Nestlé now aims to expand its milk collection and production division. The Financial Times said that the company is not foreign to investments in the food sector in Morocco. In fact, since 1992 Nestlé has been operating a factory for powdered milk in El Jadida, a port city on the Atlantic coast of Morocco. Nestlé today sources an estimated 73 million litres of fresh milk from over 16,000 dairy farmers in the country.
With its new venture in the Doukkala-Abda region, Nestlé hopes to encourage more private investors to channel capital to the diary industry in the area. About 22 percent of the milk produced in Morocco today is centered in Doukkala-Abda, which sources over 340 million litres a year.
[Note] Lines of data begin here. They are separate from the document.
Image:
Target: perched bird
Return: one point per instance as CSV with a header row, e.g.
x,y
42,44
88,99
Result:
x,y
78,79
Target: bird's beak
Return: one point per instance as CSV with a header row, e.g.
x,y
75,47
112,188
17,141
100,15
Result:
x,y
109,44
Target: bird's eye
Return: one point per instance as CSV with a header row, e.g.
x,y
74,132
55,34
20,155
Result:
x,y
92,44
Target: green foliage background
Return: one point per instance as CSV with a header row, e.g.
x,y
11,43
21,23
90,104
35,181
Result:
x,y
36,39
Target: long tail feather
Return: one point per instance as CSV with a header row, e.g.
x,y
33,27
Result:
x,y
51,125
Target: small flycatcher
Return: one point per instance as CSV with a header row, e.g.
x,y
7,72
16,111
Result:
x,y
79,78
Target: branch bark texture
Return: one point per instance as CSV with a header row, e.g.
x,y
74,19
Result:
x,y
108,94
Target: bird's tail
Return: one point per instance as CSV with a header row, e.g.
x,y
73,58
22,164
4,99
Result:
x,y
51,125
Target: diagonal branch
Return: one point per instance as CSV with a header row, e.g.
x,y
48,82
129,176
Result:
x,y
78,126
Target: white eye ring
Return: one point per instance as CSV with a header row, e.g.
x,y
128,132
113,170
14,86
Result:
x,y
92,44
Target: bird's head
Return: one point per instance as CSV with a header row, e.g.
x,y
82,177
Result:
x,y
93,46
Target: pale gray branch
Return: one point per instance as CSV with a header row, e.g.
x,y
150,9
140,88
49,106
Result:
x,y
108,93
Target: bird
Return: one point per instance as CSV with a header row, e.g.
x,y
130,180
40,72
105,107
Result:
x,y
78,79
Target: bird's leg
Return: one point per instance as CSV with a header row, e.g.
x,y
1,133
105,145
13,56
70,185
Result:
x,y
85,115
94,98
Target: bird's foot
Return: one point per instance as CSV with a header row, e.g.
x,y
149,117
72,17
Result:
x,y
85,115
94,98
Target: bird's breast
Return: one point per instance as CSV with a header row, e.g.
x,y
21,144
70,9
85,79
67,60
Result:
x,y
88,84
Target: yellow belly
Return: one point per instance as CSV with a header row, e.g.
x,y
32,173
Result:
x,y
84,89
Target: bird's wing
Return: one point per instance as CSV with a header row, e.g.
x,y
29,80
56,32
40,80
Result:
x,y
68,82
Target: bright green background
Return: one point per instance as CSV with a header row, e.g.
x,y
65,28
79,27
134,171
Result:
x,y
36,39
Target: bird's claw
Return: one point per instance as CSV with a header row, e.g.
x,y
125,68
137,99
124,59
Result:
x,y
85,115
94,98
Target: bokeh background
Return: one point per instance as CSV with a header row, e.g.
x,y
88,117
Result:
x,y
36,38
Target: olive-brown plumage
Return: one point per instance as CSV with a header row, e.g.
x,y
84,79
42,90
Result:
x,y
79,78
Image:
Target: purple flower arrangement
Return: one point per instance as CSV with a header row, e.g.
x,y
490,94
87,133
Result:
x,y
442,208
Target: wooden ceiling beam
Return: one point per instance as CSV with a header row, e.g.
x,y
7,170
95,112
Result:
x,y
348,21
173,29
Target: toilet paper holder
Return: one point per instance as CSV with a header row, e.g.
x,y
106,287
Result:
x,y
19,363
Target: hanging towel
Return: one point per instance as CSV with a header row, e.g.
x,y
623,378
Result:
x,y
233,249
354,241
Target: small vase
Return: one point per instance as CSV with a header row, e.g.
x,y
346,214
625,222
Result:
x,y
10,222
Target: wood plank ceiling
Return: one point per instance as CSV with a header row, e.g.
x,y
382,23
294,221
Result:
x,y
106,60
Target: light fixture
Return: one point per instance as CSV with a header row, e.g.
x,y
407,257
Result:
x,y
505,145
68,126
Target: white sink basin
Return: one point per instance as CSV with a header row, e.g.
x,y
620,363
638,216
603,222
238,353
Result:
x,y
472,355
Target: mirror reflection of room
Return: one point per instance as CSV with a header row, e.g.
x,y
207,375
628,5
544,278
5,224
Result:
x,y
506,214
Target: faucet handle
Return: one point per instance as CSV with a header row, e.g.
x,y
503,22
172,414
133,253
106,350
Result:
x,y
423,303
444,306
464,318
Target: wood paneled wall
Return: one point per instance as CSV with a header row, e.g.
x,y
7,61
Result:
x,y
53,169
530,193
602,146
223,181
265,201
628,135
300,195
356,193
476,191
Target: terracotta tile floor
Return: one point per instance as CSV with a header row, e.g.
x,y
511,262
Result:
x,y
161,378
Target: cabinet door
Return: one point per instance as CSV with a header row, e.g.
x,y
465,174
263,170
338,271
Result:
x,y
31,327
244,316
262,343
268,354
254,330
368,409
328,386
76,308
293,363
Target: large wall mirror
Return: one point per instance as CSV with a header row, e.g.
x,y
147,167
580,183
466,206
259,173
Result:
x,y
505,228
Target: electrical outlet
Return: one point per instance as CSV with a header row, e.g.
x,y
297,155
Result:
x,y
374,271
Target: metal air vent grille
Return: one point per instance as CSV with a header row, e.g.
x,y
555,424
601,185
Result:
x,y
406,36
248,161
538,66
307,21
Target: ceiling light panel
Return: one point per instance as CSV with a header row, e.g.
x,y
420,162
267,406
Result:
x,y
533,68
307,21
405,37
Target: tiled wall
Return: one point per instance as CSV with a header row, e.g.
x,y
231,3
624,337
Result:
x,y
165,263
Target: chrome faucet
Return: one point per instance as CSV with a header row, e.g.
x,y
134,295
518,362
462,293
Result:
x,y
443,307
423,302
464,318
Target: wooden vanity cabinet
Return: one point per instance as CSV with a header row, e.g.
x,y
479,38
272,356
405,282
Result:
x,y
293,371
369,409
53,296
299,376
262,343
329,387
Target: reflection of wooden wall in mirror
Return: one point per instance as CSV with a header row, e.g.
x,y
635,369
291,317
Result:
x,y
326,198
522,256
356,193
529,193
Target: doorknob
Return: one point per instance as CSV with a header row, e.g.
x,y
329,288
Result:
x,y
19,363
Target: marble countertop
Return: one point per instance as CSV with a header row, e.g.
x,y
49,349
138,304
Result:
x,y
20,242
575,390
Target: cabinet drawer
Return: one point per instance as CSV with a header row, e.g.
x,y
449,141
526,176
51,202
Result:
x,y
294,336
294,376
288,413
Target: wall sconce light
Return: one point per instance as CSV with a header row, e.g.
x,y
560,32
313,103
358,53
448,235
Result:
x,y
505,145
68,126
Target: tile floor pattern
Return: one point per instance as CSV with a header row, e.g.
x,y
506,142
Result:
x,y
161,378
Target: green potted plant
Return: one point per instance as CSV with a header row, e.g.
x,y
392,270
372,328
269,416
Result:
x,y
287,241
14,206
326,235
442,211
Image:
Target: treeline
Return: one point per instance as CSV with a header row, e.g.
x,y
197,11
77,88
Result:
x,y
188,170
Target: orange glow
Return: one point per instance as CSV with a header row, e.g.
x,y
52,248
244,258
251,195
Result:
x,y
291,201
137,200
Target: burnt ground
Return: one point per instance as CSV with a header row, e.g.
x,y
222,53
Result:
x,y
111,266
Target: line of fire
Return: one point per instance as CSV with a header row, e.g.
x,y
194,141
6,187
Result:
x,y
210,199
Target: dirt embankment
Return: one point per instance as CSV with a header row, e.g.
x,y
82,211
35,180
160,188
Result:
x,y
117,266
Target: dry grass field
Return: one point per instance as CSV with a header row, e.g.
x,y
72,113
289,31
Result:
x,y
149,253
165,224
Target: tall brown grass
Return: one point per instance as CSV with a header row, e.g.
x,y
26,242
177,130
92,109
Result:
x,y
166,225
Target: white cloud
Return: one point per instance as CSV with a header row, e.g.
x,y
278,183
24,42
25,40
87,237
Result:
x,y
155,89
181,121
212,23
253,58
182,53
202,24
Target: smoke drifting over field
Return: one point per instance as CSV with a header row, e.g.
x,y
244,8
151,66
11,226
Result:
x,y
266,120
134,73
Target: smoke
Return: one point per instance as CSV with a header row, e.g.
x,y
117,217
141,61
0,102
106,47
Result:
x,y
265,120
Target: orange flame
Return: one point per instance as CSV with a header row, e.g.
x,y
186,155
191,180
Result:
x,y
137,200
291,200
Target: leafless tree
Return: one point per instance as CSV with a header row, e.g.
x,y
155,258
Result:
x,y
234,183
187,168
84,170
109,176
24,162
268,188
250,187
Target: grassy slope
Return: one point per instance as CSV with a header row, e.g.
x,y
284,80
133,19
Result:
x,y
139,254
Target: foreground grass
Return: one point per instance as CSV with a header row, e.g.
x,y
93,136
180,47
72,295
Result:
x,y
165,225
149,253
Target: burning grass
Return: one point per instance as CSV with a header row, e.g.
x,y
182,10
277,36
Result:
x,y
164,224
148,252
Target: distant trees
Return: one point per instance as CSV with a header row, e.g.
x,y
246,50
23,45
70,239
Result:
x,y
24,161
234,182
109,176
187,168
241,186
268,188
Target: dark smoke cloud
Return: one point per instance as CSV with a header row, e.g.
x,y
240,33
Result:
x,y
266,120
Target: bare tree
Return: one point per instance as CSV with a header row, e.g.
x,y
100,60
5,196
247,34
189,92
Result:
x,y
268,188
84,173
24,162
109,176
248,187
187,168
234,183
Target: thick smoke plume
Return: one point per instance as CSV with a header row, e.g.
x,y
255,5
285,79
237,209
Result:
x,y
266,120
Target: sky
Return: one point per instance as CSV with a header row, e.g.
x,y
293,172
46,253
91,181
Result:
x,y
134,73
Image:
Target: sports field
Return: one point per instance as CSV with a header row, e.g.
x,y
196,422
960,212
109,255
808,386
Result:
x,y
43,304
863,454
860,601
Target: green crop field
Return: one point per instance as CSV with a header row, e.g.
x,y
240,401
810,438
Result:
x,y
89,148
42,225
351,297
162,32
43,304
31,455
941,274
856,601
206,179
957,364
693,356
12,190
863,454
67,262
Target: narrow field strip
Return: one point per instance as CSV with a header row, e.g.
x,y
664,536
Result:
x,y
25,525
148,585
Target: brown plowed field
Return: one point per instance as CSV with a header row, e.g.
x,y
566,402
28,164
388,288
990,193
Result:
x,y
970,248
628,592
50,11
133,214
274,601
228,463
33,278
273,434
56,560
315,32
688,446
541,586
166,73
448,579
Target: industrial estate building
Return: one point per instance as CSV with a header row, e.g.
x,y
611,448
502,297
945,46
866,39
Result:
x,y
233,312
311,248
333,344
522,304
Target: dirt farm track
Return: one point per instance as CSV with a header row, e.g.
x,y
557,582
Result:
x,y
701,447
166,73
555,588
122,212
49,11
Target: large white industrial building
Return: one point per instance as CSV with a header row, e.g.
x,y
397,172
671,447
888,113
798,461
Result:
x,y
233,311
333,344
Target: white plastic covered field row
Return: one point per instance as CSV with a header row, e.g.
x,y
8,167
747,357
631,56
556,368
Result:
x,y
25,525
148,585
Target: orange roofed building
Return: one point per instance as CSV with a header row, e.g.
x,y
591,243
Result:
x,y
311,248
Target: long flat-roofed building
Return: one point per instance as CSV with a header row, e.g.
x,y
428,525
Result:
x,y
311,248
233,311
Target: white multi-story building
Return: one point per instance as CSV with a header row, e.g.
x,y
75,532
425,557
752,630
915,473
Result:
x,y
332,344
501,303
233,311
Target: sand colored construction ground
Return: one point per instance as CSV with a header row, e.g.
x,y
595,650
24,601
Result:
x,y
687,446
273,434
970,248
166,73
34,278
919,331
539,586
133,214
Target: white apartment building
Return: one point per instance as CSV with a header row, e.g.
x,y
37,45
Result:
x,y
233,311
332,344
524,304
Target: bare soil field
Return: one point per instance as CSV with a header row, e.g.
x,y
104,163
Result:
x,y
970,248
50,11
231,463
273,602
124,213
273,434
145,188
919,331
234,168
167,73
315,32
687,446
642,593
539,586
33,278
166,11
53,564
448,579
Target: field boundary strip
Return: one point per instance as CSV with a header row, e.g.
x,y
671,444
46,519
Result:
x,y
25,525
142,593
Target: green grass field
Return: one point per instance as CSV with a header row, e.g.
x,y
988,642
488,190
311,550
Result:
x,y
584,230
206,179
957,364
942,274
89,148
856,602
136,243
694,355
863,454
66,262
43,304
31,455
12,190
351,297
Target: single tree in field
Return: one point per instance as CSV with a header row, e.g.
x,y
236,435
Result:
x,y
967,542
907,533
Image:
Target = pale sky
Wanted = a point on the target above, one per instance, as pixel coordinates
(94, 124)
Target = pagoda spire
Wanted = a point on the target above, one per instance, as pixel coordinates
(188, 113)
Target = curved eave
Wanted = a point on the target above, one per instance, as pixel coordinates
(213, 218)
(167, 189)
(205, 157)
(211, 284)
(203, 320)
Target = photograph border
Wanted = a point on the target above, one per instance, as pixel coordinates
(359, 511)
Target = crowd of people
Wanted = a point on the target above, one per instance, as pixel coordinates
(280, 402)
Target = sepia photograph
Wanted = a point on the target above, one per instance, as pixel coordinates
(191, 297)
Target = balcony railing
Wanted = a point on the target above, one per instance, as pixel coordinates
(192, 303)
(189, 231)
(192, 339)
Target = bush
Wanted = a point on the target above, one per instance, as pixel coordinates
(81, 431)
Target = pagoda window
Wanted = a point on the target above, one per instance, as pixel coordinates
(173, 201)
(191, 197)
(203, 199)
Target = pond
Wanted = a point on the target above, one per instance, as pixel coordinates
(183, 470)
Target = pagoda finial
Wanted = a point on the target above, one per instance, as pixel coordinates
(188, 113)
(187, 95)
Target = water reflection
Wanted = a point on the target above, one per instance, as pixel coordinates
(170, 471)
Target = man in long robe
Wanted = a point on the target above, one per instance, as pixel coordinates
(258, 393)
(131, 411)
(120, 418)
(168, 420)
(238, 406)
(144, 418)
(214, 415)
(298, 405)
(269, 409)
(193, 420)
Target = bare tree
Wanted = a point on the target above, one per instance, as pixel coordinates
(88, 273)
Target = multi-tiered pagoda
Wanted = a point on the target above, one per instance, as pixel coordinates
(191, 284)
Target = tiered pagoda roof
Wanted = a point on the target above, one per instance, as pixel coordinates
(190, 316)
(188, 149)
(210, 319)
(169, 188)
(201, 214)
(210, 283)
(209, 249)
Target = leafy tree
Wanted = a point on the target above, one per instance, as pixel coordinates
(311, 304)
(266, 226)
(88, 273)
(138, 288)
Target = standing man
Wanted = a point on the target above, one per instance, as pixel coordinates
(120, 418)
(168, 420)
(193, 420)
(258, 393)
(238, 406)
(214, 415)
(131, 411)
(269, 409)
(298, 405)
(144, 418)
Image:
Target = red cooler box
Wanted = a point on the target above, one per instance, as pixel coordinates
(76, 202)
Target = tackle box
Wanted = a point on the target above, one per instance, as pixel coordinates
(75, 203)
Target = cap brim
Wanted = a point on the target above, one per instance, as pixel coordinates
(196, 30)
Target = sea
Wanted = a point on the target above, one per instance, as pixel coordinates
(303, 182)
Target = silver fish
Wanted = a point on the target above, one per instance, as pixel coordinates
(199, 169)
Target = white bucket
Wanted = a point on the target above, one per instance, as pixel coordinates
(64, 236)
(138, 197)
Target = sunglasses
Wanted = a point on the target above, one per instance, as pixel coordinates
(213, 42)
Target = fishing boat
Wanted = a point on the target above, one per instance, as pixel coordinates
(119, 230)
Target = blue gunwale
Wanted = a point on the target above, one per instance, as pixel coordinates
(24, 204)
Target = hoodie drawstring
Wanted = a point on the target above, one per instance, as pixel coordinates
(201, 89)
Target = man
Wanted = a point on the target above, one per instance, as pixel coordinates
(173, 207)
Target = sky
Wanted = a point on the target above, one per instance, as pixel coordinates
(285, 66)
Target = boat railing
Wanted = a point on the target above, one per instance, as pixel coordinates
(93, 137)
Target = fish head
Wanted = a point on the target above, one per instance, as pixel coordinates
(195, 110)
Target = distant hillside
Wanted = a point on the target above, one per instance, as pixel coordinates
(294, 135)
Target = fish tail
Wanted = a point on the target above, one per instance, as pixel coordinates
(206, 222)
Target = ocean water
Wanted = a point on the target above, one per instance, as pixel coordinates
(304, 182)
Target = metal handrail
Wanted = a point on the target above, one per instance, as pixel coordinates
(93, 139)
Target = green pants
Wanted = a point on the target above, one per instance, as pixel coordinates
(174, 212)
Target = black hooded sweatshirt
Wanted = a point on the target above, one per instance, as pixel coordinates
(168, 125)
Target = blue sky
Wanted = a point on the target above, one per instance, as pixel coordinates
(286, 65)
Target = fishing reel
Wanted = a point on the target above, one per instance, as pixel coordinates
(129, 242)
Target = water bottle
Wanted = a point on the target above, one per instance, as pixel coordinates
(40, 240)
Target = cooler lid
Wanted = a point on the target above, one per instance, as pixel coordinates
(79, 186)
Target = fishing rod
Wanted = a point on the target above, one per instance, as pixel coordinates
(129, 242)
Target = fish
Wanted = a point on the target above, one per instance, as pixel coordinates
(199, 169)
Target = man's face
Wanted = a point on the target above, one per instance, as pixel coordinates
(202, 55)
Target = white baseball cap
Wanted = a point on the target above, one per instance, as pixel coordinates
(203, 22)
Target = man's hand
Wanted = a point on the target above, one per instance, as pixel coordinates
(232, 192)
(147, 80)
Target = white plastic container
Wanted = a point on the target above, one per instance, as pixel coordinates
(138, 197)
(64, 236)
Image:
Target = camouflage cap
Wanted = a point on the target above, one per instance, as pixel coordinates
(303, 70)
According to a press release on the Nestlé website, “The collaboration with the local authorities in the Moroccan region of Doukkala-Abda aims to increase milk production, improve the quality of fresh milk and encourage the development of the dairy industry throughout the private sector.”
In addition, the new venture will provide training and expertise to more than 10,000 farmers, educating them in areas such as technical equipment, milk supply, finance and management.
David Saudan, Chief Executive Officer of Nestlé Morocco, asserted: “Our investment aims to encourage the growth of the dairy sector and help us to continue to deepen our engagement with farmers and their communities.”
The company’s press release further explained that collaborating with local farmers is an integral part of Nestlé’s new business approach called Creating Shared Value, or CSV. Launched back in 2006, the CSV business strategy has laid its foundation on three key pillars – investments in rural development, nutrition and water. Investment initiatives under the CSV program include a gender empowerment and ecological housing program in the Philippines, sustainable pistachio production in Turkey, energy production from coffee grounds in Colombia and a water quality project in Argentina. By investing in the development of the agricultural sector in Morocco, Nestlé’s goal is to create value for its shareholders while at the same time providing economic benefits for the communities it serves and in which it operates.
The Financial Times cited Moroccan officials who noted that the Moroccan economy is heavily dependent on investments from Europe. Capital from investors abroad was growing steadily until the global economy was hit by financial woes in 2008. As a result, foreign investments in Morocco took a dip. The Financial Times said that for the past couple of years direct foreign investments in the country are picking up once again, reaching a total of $3.6 billion in 2010.